A member of the World Bank, China has less voting power than countries like the US, Japan, and the UK. It is in the ‘Category II’ voting bloc, giving it less of a voice. In the Asian Development Bank, China only holds a 5.5 percent share, compared to America’s 15.7 percent share and Japan’s 15.6 share.
At the International Monetary Fund, China pays a 4 percent quota, whereas the US pays nearly 18 percent, and therefore has more influence within the organization and where loans go.
“China feels it can’t get anything done in the World Bank or the IMF so it wants to set up its own World Bank that it can control itself,” the FT quoted a source close to discussions as saying.
To date, 22 countries have expressed interest in the project, including oil-rich Middle Eastern nations, the US, India, Europe, and even Japan, the FT reported.
“There is a lot of interest from across Asia but China is going to go ahead with this even if nobody else joins it,” the FT source said.

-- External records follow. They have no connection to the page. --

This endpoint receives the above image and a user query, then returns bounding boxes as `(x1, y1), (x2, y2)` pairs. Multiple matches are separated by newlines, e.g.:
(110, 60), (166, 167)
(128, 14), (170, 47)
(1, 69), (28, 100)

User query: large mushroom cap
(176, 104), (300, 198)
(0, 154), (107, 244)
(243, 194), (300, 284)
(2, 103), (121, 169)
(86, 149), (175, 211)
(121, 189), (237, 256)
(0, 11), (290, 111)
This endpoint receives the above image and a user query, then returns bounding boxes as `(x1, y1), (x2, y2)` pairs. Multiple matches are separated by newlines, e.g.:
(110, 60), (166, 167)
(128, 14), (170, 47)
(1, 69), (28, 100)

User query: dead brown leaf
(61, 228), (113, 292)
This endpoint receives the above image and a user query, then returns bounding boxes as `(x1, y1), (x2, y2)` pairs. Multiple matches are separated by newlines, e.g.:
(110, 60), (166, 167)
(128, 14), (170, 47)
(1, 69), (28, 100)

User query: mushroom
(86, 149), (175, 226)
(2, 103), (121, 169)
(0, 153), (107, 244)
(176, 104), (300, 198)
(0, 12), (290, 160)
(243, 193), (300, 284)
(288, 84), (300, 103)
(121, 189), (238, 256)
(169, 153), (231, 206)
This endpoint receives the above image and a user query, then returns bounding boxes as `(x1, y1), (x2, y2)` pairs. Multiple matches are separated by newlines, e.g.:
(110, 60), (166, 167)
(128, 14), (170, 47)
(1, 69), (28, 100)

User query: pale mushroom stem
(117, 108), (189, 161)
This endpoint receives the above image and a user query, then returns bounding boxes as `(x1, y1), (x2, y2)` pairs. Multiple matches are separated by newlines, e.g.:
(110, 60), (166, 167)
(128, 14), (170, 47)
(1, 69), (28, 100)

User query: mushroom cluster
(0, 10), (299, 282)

Funding for the Asian Infrastructure Investment Bank will mostly be sourced from the People’s Republic of China and be used to pay for infrastructure projects.
The bank’s first project will be a reincarnation of the ancient Silk Road, the vast network of trade routes between China and its regional neighbors. Another proposed project is a railway from Beijing to Baghdad.
The idea for the bank was first floated in October 2013, when China unveiled plans to create the bank. Then it was initially to be funded with $50 billion in capital.
Separately, the BRICS nations plan to have a $100 billion development bank ready by 2015.
Funds will be reserved for emerging market members who are often bypassed by institutions like the IMF and World Bank.
Bank preparations will likely be finalized at the 6th annual BRICS summit on July 14-16, when the five world leaders convene in Brazil.